Google announced the release of user location data that the company says will help health officials check whether communities are obeying social distancing recommendations and stay-at-home orders.
“As global communities respond to the COVID-19 pandemic, there has been an increasing emphasis on public health strategies, like social distancing measures, to slow the rate of transmission,” Google said in a blog post on Friday. “In Google Maps, we use aggregated, anonymized data showing how busy certain types of places are — helping identify when a local business tends to be the most crowded. We have heard from public health officials that this same type of aggregated, anonymized data could be helpful as they make critical decisions to combat COVID-19.”

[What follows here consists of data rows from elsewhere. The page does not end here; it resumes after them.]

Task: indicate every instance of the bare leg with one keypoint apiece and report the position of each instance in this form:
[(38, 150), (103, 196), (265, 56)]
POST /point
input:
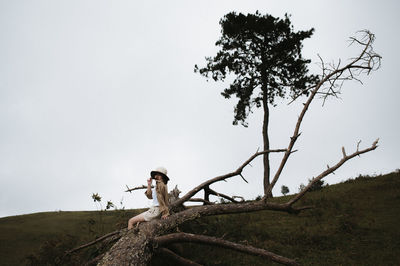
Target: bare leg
[(134, 220)]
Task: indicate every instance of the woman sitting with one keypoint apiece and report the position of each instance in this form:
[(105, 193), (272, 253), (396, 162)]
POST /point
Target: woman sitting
[(159, 194)]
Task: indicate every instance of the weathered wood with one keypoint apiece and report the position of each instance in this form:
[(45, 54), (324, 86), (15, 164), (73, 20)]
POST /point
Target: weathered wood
[(192, 238)]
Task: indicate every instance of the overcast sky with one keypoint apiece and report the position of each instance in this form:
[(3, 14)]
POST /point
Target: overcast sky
[(95, 94)]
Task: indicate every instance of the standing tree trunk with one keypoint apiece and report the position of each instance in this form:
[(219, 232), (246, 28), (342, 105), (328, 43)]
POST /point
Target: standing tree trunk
[(266, 146)]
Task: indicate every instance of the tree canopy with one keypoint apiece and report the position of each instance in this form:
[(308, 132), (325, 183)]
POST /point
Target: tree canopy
[(262, 52)]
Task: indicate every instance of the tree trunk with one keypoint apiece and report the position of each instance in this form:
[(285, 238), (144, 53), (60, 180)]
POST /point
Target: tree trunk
[(266, 146)]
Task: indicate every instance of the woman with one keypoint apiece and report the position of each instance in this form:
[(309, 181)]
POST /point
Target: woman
[(159, 194)]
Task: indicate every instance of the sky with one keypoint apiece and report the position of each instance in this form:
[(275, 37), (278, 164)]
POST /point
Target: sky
[(96, 94)]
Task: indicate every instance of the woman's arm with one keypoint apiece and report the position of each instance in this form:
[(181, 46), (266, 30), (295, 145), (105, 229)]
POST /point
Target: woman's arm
[(162, 197), (148, 191)]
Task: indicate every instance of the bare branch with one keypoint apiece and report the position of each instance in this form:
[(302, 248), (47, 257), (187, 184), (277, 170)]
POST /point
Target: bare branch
[(213, 192), (201, 200), (182, 261), (136, 188), (333, 168), (220, 178), (208, 240), (367, 61)]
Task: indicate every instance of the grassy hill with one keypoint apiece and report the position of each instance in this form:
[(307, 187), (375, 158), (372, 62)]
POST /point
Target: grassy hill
[(353, 223)]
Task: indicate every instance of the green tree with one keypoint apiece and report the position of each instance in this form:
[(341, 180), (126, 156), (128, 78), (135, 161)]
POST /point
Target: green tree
[(263, 53), (284, 190)]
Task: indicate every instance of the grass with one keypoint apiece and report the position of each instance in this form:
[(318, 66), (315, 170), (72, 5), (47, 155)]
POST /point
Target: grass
[(353, 223)]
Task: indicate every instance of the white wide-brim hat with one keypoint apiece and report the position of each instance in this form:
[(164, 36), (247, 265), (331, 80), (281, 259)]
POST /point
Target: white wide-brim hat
[(162, 171)]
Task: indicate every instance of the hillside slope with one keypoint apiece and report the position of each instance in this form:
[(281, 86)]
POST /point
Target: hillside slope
[(353, 223)]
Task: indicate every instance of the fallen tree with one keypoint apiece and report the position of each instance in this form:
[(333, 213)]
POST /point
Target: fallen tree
[(138, 246)]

Google said the goal of the coronavirus mobility reports is to provide “insights” to government officials during the pandemic.

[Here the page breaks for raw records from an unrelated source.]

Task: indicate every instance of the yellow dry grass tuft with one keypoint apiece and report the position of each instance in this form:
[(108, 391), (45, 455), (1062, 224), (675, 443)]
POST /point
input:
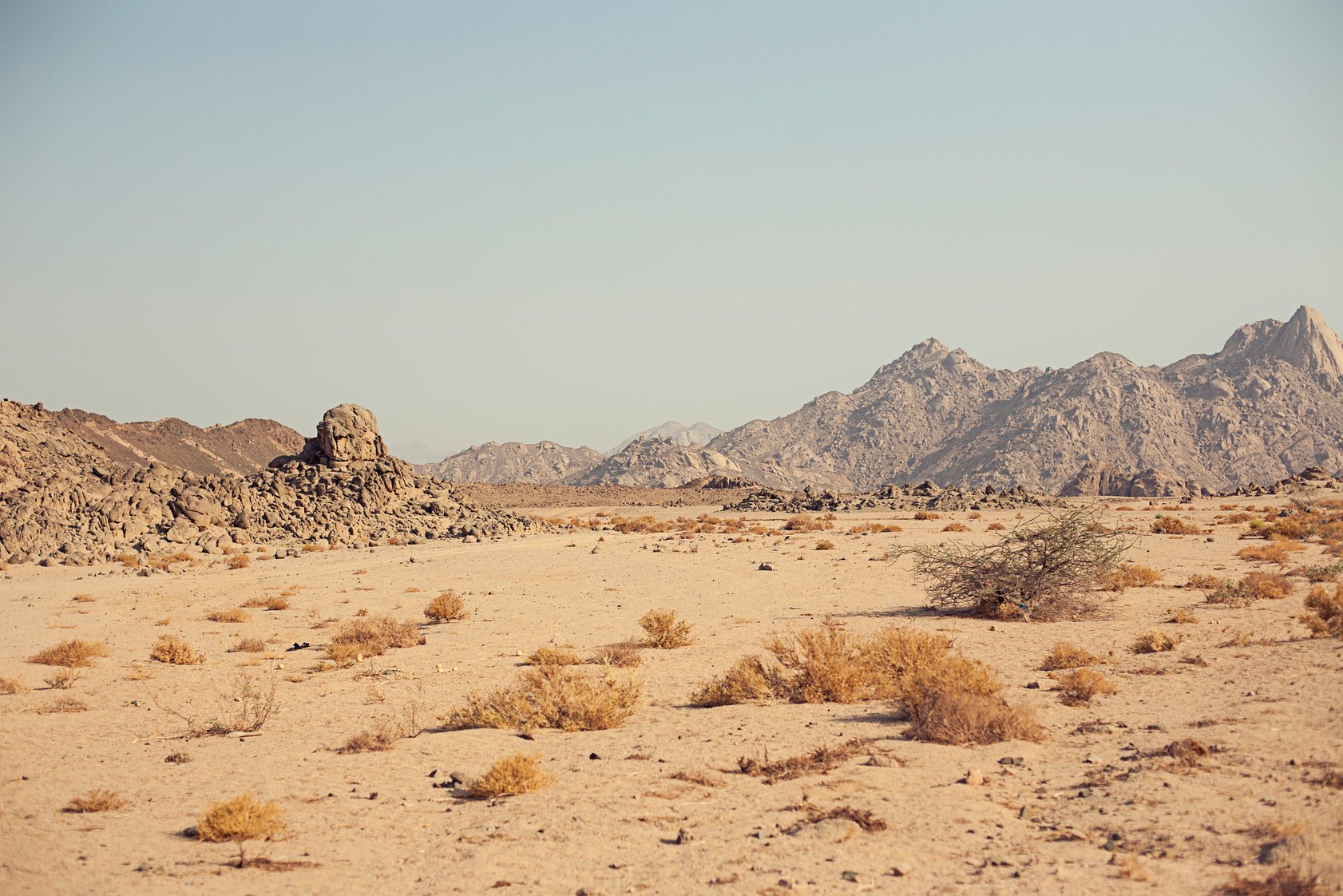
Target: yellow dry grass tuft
[(553, 697), (1068, 656), (1079, 687), (271, 602), (1154, 641), (1174, 525), (803, 523), (71, 653), (12, 685), (553, 657), (175, 651), (371, 637), (1325, 612), (240, 819), (664, 630), (963, 718), (1254, 586), (228, 616), (511, 777), (1132, 575), (624, 655), (446, 608), (97, 799)]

“Starting today we’re publishing an early release of our COVID-19 Community Mobility Reports to provide insights into what has changed in response to work from home, shelter in place, and other policies aimed at flattening the curve of this pandemic,” the blog post said.

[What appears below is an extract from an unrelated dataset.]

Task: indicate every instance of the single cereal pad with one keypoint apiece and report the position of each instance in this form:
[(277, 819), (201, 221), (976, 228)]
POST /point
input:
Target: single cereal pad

Reports from Google will contain data from two or three days earlier, which will spot trends in how people are behaving in terms of social distancing and will be broken down by country and region, according to CNN.
Google stressed that user privacy will be protected, saying that it will rely on “the same world-class anonymization technology that we use in our products every day.
But as Tech Crunch put it, the explanation of how Google is treating location data and making them public is “fuzzy.”
There are more than 265,000 confirmed cases of the coronavirus in the United States, and 6,700 people have died.